The histogram of sensitivity and specificity when the label of phenotypes (R and R C) were permuted randomly

Fig. 2
figure 2

The histogram of Fitness when the labels of phenotypes (R and R C) were permuted randomly, simulating the situation where no association occurs to the dataset. Hence, this is an empirical null distribution of performances where the empirical type I error could be estimated

Discussion

Analysis of epistasis and haplotype-based association are both important issues for genetic associations. The proposed HABA methodology addresses both issues at the same time. It can be used to construct prediction models involving multiple haplotypes in different genomic regions. HABA enables the discovery of relationship among these haplotypes, facilitating further interpretation on biological mechanisms.

De Morgan duality and mode of inheritance

A model can address both dominant and recessive modes of inheritance at a genomic region. At the level of single haplotype markers, m k describes the dominant mode of inheritance, while m Ck accommodates the recessive mode of inheritance (cf. Eqs. 1, 2). According to the De Morgan’s law on duality (Liang et al. 2006), if a model is constructed by m k for predicting either a case or control group with a dominant mode of inheritance, then a corresponding model, consisting of m Ck , is simultaneously determined for indicating the other group with the recessive mode of inheritance. In other words, M(m k | 1 ≤  K,  L) and M C(m Ck |1 ≤ k ≤ K, K ≤ L) are a pair of models for a dichotomous trait, where Pr(M + M C) = 1. Whether M or M C is associated to case or control depends on model optimization. HABA cannot accommodate the additive mode of inheritance at this moment.

The epistasis between different genomic regions might appear in a more complex format known as the exclusive OR logic (XOR), apart from simple AND/OR relationships. The exclusive OR logic can also achieved by the HABA structure because exclusive OR is equivalent to the following equation composed of {*, +} operators:

$$ m_{1} \;XOR\;m_{2} =m_{1} \;{\text{*}}\;m^{C}_{2} + m^{C}_{1} \;{\text{*}}\;m_{2} . $$
(7)

Therefore, our formation of models can accommodate the XOR relationship between genomic regions.

HABA is mainly designed for datasets where all the haplotypes of each individual have been unambiguously determined. However, it is almost impossible for all the haplotypes in all the regions to be unambiguously determined from phase unknown samples. If only a small portion of missing/ambiguous haplotypes occur among the entire dataset, then the algorithm can temporarily discard those samples with missing/ambiguous haplotypes occurring at the marker site of interest. However, further research on technologies for resolving phases unambiguously, as well as on the improvement of HABA for addressing the ambiguity of haplotypes, is required so as to facilitate the practical use of epistasis analysis on real haplotype datasets.

In conclusion, our simulation results show that this algorithm can detect or approximate the underlying models, provided that the underlying model has reasonably high penetrance (e.g., higher than 70%) in the dataset.
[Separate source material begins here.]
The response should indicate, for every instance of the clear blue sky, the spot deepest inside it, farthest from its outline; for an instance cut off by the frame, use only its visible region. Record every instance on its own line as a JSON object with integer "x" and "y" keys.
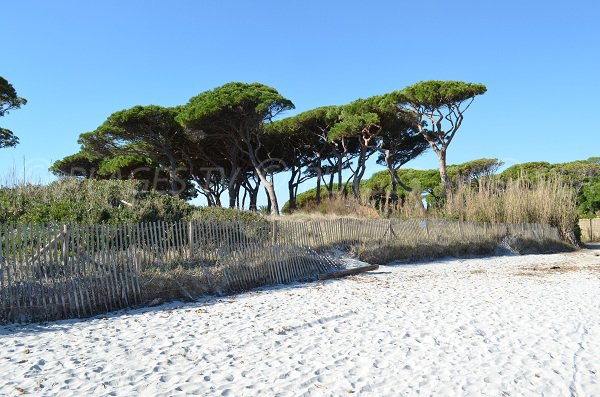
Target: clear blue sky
{"x": 76, "y": 62}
The prediction accuracy of this method is dependent on the penetrance rate of the underlying model. The computation cost, on the other hand, is dependent on the number of genomic regions involved for the complex phenotypic trait. This methodology will facilitate the discovery of novel associations based on the epistasis of haplotypes, an important aspect of research on complex diseases.